Happy December! There are only two more weeks of the year, which means only two more weeks to complete my 2022 EDWITB Reading Challenge (I still have two more books to go!), do my 2022 reading wrapup post, write my Best Books of 2022 post, unveil the categories for next year’s challenge, and – most important – pick what I am going to read during my vacation to Asia at the end of the month! Eesh. Not sure how that will all get done, but it will. In the middle of holiday prep madness, I finished Onyi Nwabineli’s debut novel, Someday, Maybe, a painful but very well-written account of a woman’s experience with grief after her husband’s suicide.

Why I picked it up: I thought the premise was very compelling. It was my November BOTM pick.

Eve, a British woman with Nigerian parents living in London, finds Quentin, her husband of ten years, dead by suicide in his photography studio on New Year’s Eve. He didn’t leave Eve a note, and his death came as a complete surprise. Someday, Maybe chronicles the months following Quentin’s death as Eve mourns the loss of her husband and deals with her own guilt and confusion surrounding his decision to end his life. Someday, Maybe is a true immersion into the process of grief and its unrelenting, inconsistent and all-encompassing nature, which can sometimes be exhausting for the reader. But the book is honest and realistic, offering an unflinching view of what it is like to lose someone you love, and particularly to suicide.

Eve’s close Nigerian family, her toxic mother-in-law, and her close friends round out the cast of characters in Someday, Maybe, and they provide both some comic relief and the occasional break from the inner narrative of Eve’s brain and heart. Nwabineli’s writing is incisive, eloquent, and often quite funny, despite the dark subject matter. If you pick this one up, just know that it will be a few hundred pages of painful reading, but that you’ll come out of it with a better understanding of how people grieve and a memorable experience with a hopeful ending.

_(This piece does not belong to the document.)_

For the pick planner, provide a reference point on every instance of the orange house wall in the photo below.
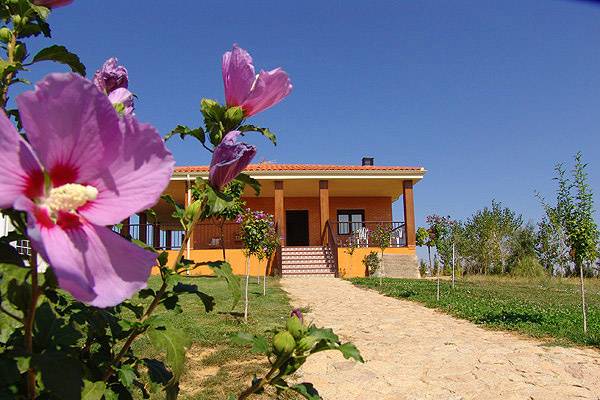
(349, 267)
(376, 209)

I listened to Someday, Maybe on audio. The narrator, Adjoa Andoh, did a fantastic job, especially with the accents. I’ve listened to other books she narrated before, such as Stay With Me, and she is an extremely versatile performer. (You might recognize her from Bridgerton). I definitely recommend the audiobook.

Someday, Maybe was the 57th book of 2022 and satisfies the Debut Novel and Book Set Outside The US categories of the 2022 EDIWTB Reading Challenge.